Shared image shows as private

Hi Stuart,

I think it would be less confusing if the visibility had more values than private and public although it seems to be as designed and in align with v1 (public or not; public or private). http://docs.openstack.org/developer/glance/glanceapi.html#image-membership-changes-in-version-2-0 does not specify any visibilities but what it states is that the status should be accepted (in your example that is active which is IMO wrong).

> the status should be accepted (in your example that is active which is IMO wrong).

The image status (active, queued, killed...) is not the same as member status (accepted, pending ...).
'accepted' is not a valid image status.

Is that design decision, bug on client or bug on glance that it's not shown?
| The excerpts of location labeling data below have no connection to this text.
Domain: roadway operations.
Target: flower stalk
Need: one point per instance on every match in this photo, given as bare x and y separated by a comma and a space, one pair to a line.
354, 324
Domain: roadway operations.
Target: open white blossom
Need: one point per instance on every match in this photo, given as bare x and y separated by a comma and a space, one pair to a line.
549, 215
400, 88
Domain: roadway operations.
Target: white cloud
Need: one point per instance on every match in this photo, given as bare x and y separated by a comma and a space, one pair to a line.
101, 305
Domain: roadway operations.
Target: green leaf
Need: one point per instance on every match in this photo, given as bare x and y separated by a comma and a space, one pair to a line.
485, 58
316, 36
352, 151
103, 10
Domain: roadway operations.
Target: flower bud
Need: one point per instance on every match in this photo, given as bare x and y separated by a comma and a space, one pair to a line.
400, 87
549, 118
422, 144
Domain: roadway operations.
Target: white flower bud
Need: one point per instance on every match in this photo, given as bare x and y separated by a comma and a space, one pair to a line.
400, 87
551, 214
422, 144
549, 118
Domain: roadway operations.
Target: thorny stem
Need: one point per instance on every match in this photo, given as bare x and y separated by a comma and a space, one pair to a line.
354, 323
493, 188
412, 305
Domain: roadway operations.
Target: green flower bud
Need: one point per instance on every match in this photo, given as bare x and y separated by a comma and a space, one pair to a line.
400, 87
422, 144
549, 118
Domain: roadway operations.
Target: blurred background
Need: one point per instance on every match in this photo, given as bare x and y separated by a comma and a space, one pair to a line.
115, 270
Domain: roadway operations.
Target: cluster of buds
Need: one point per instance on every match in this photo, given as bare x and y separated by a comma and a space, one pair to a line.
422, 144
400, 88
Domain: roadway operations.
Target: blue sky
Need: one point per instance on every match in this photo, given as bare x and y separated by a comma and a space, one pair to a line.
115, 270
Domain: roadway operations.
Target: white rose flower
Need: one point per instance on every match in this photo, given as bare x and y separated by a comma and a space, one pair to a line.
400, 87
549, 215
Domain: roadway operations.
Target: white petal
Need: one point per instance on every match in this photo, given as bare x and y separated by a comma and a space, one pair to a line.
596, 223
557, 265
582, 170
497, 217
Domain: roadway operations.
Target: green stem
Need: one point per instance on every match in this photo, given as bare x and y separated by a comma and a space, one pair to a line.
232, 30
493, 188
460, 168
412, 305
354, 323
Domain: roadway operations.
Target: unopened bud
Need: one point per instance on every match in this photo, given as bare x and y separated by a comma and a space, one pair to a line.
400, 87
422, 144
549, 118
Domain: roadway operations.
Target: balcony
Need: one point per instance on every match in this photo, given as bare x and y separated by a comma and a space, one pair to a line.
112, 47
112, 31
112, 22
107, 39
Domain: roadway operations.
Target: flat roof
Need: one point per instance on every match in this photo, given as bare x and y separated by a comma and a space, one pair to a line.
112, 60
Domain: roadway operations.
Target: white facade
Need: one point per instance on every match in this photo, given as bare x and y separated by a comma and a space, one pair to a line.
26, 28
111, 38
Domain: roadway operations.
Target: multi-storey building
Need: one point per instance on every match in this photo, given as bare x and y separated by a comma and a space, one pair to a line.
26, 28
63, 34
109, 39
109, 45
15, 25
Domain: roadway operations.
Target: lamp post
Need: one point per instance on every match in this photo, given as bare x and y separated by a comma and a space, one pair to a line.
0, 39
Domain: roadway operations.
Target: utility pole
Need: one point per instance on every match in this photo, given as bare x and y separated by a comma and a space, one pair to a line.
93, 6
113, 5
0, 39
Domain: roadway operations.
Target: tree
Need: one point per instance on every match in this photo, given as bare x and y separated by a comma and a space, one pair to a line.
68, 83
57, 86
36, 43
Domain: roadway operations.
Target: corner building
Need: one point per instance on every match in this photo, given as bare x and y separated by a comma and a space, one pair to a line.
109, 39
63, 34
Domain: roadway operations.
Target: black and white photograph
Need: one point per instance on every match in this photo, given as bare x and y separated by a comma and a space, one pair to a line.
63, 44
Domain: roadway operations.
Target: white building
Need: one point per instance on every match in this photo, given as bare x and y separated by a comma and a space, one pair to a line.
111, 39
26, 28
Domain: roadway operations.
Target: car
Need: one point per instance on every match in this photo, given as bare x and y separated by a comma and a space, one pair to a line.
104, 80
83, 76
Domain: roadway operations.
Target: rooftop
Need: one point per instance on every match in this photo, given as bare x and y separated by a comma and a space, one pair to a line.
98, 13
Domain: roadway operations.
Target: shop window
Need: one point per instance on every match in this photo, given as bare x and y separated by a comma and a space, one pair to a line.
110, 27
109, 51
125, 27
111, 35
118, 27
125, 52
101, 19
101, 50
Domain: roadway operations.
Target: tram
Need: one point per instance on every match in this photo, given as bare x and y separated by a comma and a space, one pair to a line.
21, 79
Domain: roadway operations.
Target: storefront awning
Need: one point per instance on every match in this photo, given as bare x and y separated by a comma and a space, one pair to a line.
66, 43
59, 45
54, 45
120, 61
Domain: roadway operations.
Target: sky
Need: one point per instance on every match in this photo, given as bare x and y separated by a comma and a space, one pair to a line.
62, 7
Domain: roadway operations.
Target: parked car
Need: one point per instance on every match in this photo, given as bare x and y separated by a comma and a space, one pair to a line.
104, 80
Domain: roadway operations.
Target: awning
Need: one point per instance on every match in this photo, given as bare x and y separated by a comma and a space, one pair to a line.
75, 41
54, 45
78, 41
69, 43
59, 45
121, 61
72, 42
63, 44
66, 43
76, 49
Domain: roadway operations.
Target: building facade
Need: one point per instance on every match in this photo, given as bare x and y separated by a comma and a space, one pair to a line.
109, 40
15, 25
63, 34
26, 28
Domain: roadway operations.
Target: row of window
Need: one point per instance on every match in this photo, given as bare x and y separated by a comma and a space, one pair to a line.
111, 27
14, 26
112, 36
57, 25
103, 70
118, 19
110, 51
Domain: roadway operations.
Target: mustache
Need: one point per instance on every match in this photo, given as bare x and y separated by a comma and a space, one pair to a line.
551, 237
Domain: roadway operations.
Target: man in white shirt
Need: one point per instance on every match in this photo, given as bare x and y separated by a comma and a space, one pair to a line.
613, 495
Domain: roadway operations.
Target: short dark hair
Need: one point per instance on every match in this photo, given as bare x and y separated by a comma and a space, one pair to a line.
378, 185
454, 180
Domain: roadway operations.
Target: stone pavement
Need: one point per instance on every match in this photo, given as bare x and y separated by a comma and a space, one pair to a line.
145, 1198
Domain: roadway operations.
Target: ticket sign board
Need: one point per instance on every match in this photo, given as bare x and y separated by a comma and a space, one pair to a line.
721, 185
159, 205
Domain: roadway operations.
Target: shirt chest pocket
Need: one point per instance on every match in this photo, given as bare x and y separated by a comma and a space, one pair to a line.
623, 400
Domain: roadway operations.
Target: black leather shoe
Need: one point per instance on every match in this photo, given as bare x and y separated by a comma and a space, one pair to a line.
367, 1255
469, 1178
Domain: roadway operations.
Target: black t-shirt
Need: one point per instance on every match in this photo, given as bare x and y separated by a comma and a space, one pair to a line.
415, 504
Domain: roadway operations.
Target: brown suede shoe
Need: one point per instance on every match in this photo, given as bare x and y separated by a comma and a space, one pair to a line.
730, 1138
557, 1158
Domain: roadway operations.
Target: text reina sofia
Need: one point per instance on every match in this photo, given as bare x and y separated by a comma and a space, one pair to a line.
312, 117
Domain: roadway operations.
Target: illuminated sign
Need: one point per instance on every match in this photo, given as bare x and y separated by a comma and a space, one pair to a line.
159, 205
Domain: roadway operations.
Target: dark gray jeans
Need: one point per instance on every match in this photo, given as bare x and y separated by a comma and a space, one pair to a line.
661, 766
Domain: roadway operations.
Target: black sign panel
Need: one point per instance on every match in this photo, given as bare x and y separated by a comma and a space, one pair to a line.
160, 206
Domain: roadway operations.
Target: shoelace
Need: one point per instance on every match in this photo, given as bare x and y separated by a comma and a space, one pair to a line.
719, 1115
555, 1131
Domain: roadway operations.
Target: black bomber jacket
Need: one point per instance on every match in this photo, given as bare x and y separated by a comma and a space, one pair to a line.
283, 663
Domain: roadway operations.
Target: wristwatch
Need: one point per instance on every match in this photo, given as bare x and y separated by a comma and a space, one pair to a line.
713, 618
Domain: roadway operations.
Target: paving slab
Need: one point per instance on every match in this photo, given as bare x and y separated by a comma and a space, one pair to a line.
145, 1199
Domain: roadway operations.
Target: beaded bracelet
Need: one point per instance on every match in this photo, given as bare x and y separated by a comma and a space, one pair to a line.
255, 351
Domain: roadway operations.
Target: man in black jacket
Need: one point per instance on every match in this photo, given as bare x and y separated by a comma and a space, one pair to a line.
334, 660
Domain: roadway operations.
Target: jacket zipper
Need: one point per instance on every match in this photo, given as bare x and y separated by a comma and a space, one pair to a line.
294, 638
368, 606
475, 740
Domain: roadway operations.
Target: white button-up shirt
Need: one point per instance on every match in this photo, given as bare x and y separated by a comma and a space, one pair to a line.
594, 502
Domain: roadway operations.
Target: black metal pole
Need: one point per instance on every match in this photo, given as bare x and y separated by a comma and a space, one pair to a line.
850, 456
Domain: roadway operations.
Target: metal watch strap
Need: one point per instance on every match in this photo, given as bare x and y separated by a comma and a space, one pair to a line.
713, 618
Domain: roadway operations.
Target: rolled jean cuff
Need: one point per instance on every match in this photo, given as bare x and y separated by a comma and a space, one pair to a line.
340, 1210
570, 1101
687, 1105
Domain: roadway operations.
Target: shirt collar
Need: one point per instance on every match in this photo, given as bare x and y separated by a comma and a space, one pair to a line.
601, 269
I debugged the glanceclient code and found that response from glance sends image list based on its status whether private or public. It doesnot have shared status. Now when we try: 'glance --os-image-api-version 2 image-list --visibility private', it checks for all images that are private and displays them.

Like,
I have two tenants:

admin and test

admin have one private image i.e. admin_private

test have one private image i.e. test_private

>>source openrc admin admin
>>glance member-create <admin_private_id> <test_id>

Now, 'glance --os-image-api-version 2 image-list --visibility private' will show all the private images that admin tenant can access, as the image that is shared is also a private image so it is listed under the private category.

Seem like this is fixed in recent version

Until Ocata, there were only two image visibility values: 'private' and 'public'. Thus a shared image had visibility 'private' because it was not a public image.

The confusing aspect is that the image-list filter in the Image API v2 that's used to list shared images is: GET v2/images?visibility=shared ... but none of the images in that list actually had 'visibility' == 'shared'.

This is being changed in Ocata. As part of the community images implementation, the values for 'visibility' are being expanded to {'public', 'private', 'shared', 'community'}. So with the Ocata release, the visibility of a shared image will be 'shared'.

This is being fixed as part of the Community Images implementation. In order to introduce 'community' visibility, we finally had to tackle making image visibility semantics coherent.

This is documented in the spec [0] (see, in particular, 'other end user impact'). It is also discussed at great length in the patch that updated the spec [1] (the update concerned what the default value for visibility should be).

There has also been extensive discussion on the openstack-dev ML about the propriety of the change necessary to address this bug. It's been discussed with the API-WG (3 times [2,3,4], plus appearances in the API-WG newsletter), and with operators (we took a survey [5]), and the general community (see, e.g., [6]).

[0] http://specs.openstack.org/openstack/glance-specs/specs/newton/approved/glance/community_visibility.html
[1] https://review.openstack.org/#/c/396919/
[2] http://eavesdrop.openstack.org/meetings/api_wg/2016/api_wg.2016-06-09-15.59.log.html#l-84
[3] http://eavesdrop.openstack.org/meetings/api_wg/2017/api_wg.2017-01-05-16.00.log.html#l-19
[4] http://eavesdrop.openstack.org/meetings/api_wg/2017/api_wg.2017-01-12-16.00.log.html#l-103
[5] http://lists.openstack.org/pipermail/openstack-operators/2016-November/012107.html
[6] http://lists.openstack.org/pipermail/openstack-dev/2016-November/107349.html

Reviewed: https://review.openstack.org/369110
Committed: https://git.openstack.org/cgit/openstack/glance/commit/?id=265659e8c34865331568b069fdb27ea272df4eaa
Submitter: Jenkins
Branch: master

commit 265659e8c34865331568b069fdb27ea272df4eaa
Author: Timothy Symanczyk <email address hidden>
Date: Sat Sep 3 07:57:50 2016 -0700

    Implement and Enable Community Images

    This change replaces the existing boolean 'is_public' column for
    the 'images' table with enum 'visibility' column featuring the
    four explicit visibility values - public, private, shared,
    and community.

    This change also implements and enables all backend code to
    utilize the new values.

    Co-Authored-By: Timothy Symanczyk <email address hidden>
    Co-Authored-By: Dharini Chandrasekar <email address hidden>

    Implements: blueprint community-level-v2-image-sharing
    Closes-Bug: #1394299
    Closes-Bug: #1452443
    Depends-On: I6e3268f3712cbc0aadb51d204c694023b92d55a5
    Change-Id: I94bc7708b291ce37319539e27b3e88c9a17e1a9f

This issue was fixed in the openstack/glance 14.0.0.0b3 development milestone.